The richness, sweetness and freedom from artificiality is most obvious where you often hear it on a Pop Rock Big Production like GYBR: in the loudest, densest, most climactic choruses.

We set the playback volume so that the loudest parts of the record are as huge and powerful as they can possibly become without crossing the line into distortion or congestion.

On some records, Dark Side of the Moon comes instantly to mind, the guitar solos on Money are the loudest thing on the record.

On Breakfast in America the sax toward the end of The Logical Song is bigger and louder than anything on the record, louder even than Roger Hodgson’s near-hysterical multi-tracked screaming “Who I am” about three quarters of the way through the track. Those, however, are clearly exceptions to the rule. Most of the time it’s the final chorus of a pop song that gets bigger and louder than what has come before.

A pop song is usually designed to build momentum as it works its way through the verses and choruses, past the bridge, coming back around to make one final push, releasing all its energy in the final chorus, the climax of the song. On a good recording — one with real dynamics — that part of the song should be very loud and very powerful.

Testing the Climaxes

The climax of the biggest, most dynamic songs are almost always the toughest tests for a pop record, and it’s the main reason we play our records loud. The copies that hold up through the final choruses of their album’s largest scaled productions are the ones that provide the biggest thrills and the most emotionally powerful musical experiences one can have sitting in front of two speakers. Our Top 100 is full of records that reward that kind of intense listening at loud levels.

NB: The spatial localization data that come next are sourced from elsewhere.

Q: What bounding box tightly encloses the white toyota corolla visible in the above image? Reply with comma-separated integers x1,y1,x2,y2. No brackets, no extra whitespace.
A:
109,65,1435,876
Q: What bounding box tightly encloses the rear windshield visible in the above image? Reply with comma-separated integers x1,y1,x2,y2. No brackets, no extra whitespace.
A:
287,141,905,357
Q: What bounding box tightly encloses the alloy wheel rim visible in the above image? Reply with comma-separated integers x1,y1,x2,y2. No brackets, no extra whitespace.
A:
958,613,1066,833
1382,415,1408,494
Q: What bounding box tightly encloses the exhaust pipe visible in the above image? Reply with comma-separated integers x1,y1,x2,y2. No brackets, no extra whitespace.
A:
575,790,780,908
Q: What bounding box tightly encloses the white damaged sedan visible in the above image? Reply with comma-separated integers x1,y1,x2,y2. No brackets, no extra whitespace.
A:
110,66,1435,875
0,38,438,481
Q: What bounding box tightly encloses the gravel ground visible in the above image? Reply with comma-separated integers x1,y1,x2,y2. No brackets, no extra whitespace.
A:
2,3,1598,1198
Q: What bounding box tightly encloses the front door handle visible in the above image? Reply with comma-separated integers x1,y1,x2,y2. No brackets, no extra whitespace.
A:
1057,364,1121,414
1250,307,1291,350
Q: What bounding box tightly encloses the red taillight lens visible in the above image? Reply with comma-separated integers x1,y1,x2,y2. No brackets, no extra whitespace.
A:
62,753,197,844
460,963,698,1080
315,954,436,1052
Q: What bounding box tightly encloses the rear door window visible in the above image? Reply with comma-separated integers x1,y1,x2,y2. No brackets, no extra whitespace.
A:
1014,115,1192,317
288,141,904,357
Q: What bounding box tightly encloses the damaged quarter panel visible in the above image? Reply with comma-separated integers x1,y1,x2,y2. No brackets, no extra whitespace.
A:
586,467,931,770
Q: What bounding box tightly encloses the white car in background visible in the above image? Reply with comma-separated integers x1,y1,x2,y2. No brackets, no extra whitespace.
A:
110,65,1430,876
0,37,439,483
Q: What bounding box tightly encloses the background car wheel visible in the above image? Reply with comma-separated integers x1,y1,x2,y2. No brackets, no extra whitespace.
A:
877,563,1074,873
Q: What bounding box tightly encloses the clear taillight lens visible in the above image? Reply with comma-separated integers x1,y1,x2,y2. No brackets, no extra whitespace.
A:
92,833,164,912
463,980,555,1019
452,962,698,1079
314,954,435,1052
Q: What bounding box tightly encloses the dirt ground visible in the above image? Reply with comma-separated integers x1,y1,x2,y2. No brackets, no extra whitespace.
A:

We live for that sound here at Better Records. It’s precisely what the best vintage analog pressings do so brilliantly. In fact they do it so much better than any other medium that there is really no comparison, and certainly no substitute. If you’re on this site you probably already know that.

Two to Listen For

Number one: Too many instruments and voices jammed into too little space in the upper midrange. When the tonality is shifted-up, even slightly, or there is too much compression, there will be too many elements — voices, guitars, drums — vying for space in the upper part of the midrange, causing congestion and a loss of clarity.